The Trump administration denounced the Chinese Communist Party’s (CCP’s) use of “political correctness” against American businesses and U.S. citizens, in a May 5 statement from the White House press secretary.
It notes that on April 25, the CCP’s Chinese Civil Aviation Administration sent a letter to 36 foreign air carriers, including many American companies, demanding they change the definitions of “Taiwan,” “Hong Kong,” and “Macao” to fall in line with the CCP’s standards.
“This is Orwellian nonsense and part of a growing trend by the Chinese Communist Party to impose its political views on American citizens and private companies,” it states. “China’s internal internet repression is world-famous.”
The statement from the press secretary had dual meanings, depending on who reads it. For most Americans, the idea of political correctness has been attached to censorship on issues tied to social justice. In China, however, the idea of “political correctness” goes to the roots of the concept as an idea of a moral system tied to state policy.
Former CCP leader Mao Zedong laid out the ideas of political correctness in 1964 in his “Little Red Book.” The communist leader, who by varying estimates killed between 50 million and 70 million Chinese people, had a simple concept behind the phrase: You are “politically correct” if you support political initiatives, and not being politically correct would mark you for persecution or death.

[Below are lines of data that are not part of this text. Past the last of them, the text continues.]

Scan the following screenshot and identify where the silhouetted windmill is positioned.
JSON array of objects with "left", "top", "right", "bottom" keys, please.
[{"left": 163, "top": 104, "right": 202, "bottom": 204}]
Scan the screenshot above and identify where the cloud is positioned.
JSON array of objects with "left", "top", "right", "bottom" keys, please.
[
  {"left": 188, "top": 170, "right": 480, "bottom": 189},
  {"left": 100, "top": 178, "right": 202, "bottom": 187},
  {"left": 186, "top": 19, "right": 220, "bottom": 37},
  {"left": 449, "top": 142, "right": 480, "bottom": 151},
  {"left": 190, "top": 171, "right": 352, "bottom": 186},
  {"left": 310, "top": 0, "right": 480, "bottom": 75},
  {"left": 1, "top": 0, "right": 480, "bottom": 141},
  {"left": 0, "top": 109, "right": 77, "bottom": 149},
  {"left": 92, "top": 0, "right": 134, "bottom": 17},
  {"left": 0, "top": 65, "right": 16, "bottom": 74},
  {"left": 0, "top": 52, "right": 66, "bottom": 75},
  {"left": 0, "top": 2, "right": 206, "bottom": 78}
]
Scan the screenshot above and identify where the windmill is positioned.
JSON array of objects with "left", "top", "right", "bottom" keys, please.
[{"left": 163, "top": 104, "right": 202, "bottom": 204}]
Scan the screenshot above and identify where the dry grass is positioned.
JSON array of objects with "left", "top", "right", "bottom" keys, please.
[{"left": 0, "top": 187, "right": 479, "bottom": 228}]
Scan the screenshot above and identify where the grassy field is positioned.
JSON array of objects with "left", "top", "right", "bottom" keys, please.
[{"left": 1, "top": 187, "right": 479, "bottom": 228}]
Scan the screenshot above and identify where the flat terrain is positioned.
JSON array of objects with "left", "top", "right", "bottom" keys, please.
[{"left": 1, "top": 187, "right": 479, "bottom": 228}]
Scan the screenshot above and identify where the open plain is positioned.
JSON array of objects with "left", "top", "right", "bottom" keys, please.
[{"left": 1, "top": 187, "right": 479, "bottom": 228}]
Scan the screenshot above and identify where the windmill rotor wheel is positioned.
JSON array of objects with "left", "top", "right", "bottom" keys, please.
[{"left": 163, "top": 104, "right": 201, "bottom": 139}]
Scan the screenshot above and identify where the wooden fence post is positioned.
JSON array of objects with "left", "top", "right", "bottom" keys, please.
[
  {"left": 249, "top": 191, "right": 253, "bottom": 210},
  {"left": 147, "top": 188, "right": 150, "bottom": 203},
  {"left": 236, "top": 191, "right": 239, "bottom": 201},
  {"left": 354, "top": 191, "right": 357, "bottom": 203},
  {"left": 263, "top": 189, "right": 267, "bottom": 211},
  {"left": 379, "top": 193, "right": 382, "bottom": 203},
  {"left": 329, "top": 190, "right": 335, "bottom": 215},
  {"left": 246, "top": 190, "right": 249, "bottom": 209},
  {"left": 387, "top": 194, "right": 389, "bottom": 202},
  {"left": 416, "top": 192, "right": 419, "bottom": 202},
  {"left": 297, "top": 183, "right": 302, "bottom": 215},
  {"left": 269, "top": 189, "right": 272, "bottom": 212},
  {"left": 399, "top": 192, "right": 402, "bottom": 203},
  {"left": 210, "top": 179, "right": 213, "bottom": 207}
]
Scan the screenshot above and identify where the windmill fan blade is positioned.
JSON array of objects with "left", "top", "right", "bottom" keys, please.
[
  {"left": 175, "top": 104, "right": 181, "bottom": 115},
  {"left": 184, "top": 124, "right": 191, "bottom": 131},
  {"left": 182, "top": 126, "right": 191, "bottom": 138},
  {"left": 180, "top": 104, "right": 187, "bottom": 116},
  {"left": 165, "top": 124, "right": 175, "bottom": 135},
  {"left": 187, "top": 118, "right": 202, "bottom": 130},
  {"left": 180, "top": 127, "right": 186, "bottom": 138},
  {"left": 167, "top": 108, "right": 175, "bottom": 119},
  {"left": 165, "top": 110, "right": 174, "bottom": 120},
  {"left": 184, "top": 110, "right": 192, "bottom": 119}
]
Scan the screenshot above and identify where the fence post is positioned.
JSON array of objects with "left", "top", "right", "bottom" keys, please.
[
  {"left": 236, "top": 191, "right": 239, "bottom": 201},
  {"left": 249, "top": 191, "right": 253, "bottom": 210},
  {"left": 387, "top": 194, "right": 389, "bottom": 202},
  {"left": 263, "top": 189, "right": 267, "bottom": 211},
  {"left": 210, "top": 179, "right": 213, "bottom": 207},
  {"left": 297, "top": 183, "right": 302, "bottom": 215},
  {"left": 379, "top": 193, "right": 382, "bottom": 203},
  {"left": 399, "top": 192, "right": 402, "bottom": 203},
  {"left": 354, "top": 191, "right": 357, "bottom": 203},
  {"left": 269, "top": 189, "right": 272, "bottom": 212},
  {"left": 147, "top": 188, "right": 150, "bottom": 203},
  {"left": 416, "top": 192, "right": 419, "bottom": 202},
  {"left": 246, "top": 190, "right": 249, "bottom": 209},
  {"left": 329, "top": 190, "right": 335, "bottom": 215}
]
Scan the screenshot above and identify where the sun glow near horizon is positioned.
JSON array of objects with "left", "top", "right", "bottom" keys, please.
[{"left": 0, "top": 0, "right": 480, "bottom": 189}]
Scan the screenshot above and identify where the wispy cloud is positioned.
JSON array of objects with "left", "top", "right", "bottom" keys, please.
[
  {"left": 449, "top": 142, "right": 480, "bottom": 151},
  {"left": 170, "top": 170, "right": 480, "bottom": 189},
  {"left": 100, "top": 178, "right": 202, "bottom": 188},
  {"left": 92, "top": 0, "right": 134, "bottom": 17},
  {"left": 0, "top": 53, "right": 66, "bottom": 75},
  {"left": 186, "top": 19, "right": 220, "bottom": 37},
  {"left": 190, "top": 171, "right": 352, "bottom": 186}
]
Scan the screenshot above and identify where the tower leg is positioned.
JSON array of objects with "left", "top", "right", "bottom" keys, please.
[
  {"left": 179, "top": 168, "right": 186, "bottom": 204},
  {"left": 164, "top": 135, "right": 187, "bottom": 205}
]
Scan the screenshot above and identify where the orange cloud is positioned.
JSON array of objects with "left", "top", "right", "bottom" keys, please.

The concept has existed in one form or another in most communist societies, which have created Orwellian forms of censorship and pseudo “thought crime.” It dates back to the earlier origins of the communist system, which François-Noël “Gracchus” Babeuf, regarded as the first revolutionary communist, pulled from the French Revolution’s Reign of Terror.
Foreign industries, particularly Hollywood film studios, have likewise been forced to play along or risk having their products banned in China.
Yet the Trump administration is sending the message that it will stand up against this form of censorship. As the White House statement puts it, “China’s efforts to export its censorship and political correctness to Americans and the rest of the free world will be resisted.”